Good Morning Angels: Anti-poaching game ranger gets to live his passion once again

Good Morning Angels: Anti-poaching game ranger gets to live his passion once again

With the help of Good Morning Angels, a brave anti-poaching game ranger, Solly Mahlawule, gets a second chance to live his passion after being shot!

Good Morning Angels Solly

BACKGROUND: Solly Mahlawule, 35, is a brave anti-poaching game ranger - who almost lost his life in the line of duty. Solly started his life as a game ranger in 2011. He was selected for training as part of a programme by a private game reserve in Mpumalanga to upskill local youths to become conservation and protection rangers in the province. 

Solly has been a top achiever ever since he started on this path and has progressed to being a project leader in anti-poaching. Solly not only excelled at his job, he is also the breadwinner of his extended family.

On the night of 15 May 2022, Solly and his colleague were ambushed by poachers. They were both shot and wounded. Solly’s colleague was shot in the shoulder and Solly in the leg. Solly lost his leg and the recovery process has been long and traumatic. He has been fitted with a prosthetic limb and is doing rehab to learn to walk again. He will never be able to do the job he loves in the same way as he had, but that doesn’t mean that his anti-poaching work has to be over.

With his knowledge, skill, and passion, Solly will be able to serve in the anti-poaching surveillance unit, as a specialised drone operator. He, however, does not have the finances to pay for the course or the drone that he will need to work. That’s why Good Morning Angels received a request for assistance on Solly’s behalf.

REQUEST FOR: Anti-Poaching Game Ranger, Solly Mahlawule 

REQUEST FROM: Marina Otto Helberg

ANGEL 1: Ferri Erasmus, Head of Communications of Hensoldt SA 

SPONSORING: To assist Solly to return to his passion for wildlife protection, HENSOLDT South Africa will help him to get a qualification as a drone pilot (R25,000). They will also sponsor a professional training drone for him to use (R29,000)

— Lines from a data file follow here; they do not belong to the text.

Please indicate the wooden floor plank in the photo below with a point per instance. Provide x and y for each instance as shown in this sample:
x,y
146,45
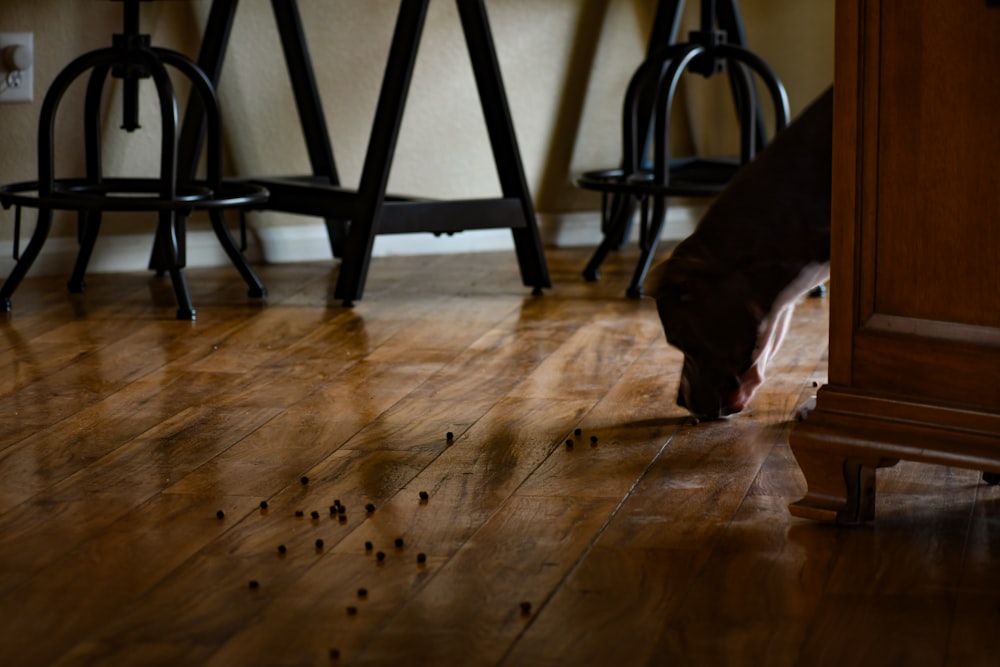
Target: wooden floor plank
x,y
663,543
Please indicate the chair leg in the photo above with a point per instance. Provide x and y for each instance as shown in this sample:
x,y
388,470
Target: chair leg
x,y
90,225
167,258
42,227
256,289
651,229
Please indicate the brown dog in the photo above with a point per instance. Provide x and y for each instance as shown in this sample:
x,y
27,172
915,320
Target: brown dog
x,y
726,294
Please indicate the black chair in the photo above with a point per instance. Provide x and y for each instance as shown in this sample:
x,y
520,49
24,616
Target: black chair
x,y
646,115
173,195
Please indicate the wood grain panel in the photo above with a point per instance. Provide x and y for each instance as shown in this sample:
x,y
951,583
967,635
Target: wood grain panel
x,y
938,137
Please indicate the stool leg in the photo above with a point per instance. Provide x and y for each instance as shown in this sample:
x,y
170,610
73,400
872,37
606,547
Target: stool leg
x,y
90,225
167,259
42,227
256,289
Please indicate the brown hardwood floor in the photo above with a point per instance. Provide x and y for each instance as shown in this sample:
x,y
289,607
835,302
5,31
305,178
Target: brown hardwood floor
x,y
125,432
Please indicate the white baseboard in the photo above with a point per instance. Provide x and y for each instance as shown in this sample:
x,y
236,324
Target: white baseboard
x,y
309,242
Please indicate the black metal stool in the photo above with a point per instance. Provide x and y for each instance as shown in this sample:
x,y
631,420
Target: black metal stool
x,y
173,198
648,101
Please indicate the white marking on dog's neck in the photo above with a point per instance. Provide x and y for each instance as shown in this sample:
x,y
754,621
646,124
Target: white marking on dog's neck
x,y
774,325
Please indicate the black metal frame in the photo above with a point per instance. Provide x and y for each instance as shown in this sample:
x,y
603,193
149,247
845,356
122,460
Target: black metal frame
x,y
646,110
171,196
354,217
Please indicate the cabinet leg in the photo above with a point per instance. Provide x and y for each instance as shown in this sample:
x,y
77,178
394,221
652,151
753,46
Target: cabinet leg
x,y
840,490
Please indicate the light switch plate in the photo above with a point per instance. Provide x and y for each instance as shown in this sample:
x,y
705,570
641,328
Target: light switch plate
x,y
24,90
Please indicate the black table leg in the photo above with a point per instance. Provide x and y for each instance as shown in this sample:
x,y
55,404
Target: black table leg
x,y
310,108
527,241
381,146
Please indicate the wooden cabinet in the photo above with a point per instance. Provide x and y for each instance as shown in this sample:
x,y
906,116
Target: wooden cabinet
x,y
915,276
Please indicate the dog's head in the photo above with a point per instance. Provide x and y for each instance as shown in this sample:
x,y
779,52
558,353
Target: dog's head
x,y
710,315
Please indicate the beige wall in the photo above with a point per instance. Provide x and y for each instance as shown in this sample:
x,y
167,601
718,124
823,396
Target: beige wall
x,y
565,63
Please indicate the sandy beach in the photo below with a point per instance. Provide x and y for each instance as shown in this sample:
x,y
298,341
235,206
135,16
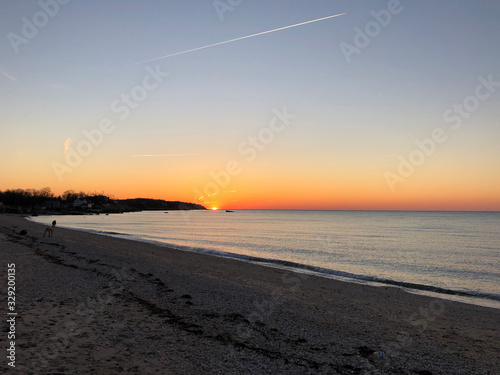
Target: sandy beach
x,y
91,304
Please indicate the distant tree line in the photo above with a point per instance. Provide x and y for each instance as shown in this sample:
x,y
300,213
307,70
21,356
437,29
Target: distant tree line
x,y
33,201
33,197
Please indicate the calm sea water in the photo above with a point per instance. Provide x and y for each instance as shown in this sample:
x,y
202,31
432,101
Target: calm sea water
x,y
453,254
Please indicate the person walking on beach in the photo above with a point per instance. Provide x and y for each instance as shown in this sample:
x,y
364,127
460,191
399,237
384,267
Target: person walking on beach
x,y
48,230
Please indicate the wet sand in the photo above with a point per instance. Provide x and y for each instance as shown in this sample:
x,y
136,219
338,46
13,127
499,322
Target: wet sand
x,y
91,304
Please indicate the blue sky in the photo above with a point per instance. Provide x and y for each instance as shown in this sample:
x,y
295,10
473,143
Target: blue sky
x,y
350,115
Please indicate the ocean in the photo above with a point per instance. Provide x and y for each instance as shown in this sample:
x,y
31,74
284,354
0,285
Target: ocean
x,y
453,255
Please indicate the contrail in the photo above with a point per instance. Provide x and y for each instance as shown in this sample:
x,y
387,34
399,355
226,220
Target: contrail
x,y
236,39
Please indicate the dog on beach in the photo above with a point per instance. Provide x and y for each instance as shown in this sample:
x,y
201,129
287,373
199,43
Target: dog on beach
x,y
48,230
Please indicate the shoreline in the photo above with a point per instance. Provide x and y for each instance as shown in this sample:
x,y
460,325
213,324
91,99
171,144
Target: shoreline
x,y
480,299
120,305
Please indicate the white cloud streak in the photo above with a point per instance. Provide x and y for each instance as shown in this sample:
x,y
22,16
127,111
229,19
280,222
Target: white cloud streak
x,y
236,39
161,155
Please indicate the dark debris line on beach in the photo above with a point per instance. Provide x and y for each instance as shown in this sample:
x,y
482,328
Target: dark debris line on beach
x,y
183,313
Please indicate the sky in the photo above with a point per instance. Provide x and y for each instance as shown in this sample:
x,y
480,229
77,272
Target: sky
x,y
392,105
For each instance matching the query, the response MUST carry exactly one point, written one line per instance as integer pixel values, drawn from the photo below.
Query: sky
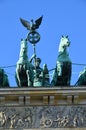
(60, 17)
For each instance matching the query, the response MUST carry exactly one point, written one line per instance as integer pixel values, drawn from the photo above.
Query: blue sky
(60, 17)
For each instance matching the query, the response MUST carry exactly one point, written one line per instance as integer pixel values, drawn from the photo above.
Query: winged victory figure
(33, 25)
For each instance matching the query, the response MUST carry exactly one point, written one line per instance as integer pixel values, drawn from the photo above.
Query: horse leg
(18, 78)
(28, 78)
(59, 68)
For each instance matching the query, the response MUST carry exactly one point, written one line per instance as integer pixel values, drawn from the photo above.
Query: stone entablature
(43, 96)
(43, 108)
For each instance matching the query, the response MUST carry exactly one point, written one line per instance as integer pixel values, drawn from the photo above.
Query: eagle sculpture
(33, 25)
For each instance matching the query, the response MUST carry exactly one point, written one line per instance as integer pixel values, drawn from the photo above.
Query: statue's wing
(38, 22)
(25, 23)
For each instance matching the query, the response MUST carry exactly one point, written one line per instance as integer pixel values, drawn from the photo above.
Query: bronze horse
(62, 72)
(23, 75)
(82, 78)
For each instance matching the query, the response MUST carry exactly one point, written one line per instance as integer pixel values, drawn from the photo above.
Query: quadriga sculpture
(62, 73)
(24, 72)
(82, 78)
(4, 82)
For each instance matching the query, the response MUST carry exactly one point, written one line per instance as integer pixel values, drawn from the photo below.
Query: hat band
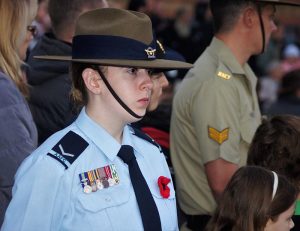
(111, 47)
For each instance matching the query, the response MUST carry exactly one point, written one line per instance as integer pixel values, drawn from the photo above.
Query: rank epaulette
(68, 149)
(144, 136)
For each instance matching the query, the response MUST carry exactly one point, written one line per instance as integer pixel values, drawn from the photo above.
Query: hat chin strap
(116, 96)
(262, 28)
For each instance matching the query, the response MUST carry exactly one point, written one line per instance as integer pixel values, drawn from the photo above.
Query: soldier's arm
(218, 174)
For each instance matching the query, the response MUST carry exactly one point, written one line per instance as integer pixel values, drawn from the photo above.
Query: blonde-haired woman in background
(18, 136)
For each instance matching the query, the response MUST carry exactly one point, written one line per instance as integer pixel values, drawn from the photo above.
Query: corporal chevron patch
(218, 136)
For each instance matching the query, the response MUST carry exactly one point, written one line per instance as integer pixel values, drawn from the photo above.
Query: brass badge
(150, 52)
(161, 46)
(218, 136)
(223, 75)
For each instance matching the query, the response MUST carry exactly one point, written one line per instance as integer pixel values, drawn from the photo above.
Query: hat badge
(150, 52)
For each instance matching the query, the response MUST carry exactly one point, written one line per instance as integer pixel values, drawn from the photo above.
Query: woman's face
(284, 221)
(132, 85)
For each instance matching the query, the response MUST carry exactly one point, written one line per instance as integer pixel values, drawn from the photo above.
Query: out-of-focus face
(133, 86)
(30, 31)
(284, 221)
(268, 17)
(159, 81)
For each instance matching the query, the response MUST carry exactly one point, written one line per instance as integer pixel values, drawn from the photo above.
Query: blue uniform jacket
(48, 194)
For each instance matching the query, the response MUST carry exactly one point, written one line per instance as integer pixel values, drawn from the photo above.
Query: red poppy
(163, 186)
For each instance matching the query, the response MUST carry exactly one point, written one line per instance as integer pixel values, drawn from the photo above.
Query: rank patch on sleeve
(218, 136)
(224, 75)
(68, 149)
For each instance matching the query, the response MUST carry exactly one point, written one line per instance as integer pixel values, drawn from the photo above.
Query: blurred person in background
(18, 136)
(291, 58)
(42, 22)
(50, 102)
(215, 110)
(276, 146)
(288, 99)
(255, 199)
(269, 85)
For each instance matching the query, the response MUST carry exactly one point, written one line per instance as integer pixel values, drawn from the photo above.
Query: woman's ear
(92, 80)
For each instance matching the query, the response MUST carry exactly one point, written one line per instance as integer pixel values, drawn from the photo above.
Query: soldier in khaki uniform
(215, 111)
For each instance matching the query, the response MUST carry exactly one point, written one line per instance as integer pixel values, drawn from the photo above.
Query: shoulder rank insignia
(99, 178)
(223, 75)
(218, 136)
(144, 136)
(68, 149)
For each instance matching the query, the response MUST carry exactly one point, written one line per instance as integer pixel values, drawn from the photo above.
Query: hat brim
(286, 3)
(156, 63)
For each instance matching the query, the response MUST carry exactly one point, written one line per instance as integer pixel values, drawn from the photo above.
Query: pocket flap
(105, 198)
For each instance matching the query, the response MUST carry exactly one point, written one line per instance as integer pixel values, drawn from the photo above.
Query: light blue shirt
(46, 196)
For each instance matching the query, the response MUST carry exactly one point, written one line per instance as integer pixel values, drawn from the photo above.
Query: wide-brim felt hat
(117, 37)
(282, 2)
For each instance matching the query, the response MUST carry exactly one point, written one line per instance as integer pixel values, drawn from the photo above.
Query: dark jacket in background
(50, 101)
(18, 137)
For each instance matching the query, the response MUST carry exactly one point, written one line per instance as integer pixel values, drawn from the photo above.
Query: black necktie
(147, 206)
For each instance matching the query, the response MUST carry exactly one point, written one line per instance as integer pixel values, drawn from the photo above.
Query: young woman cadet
(99, 173)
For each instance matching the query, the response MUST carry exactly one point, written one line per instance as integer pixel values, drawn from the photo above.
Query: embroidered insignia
(150, 52)
(223, 75)
(68, 149)
(99, 178)
(161, 46)
(218, 136)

ANGEL 2: The Good Morning Angels Fund NPC

SPONSORING: The GMA Fund will assist Solly with another R50,000 to help with travel and accommodation needs during his studies and to make the necessary alterations to his home to accommodate his impaired mobility.


Dear Good Morning Angels

 In South Africa, thousands of committed wildlife Rangers risk their lives to protect endangered wildlife in its natural environment. These rangers are usually the sole providers of income to their families. One such unsung hero is Ranger Solly Mahlawule, who lost his leg during an ambush by poachers on the night of 15 May 2022 at a game reserve in Mpumalanga.

Solly, an extremely positive and strong fighter, has recovered medically from the incident. He received a prosthesis and is undergoing rehabilitation to learn how to walk and adapt physically to his new lifestyle. The job of a ranger has changed significantly over the past few years from a conservation-based role to a more military and security surveillance-focused position.

Across Africa, more than half of wildlife rangers don’t have access to insurance if they are seriously injured or killed while on duty. This alarming statistic doesn’t only put rangers at considerable risk, but their families as well. Many rangers are the breadwinners in large and extended households.

Rangers often come from local communities surrounding game reserves and are a great source of information for both education and community liaison purposes. To assist Solly to return to his passion for wildlife protection and help him adapt to his new lifestyle needs, HENSOLDT South Africa wants to provide him with a new skill set by enabling him to acquire a qualification as a drone pilot which will allow him to continue to operate and earn an income as a wildlife protector ranger.

What we need further assistance with, is Solly’s travel costs between Nelspruit and  Johannesburg over the period of the drone course. He will also need accommodation in Johannesburg. Solly’s home also needs to be adapted to accommodate his new reality and impaired ability.

We would appreciate any assistance to help Solly to return to his productive life and service to our wildlife heritage - and to enable him to provide for his family.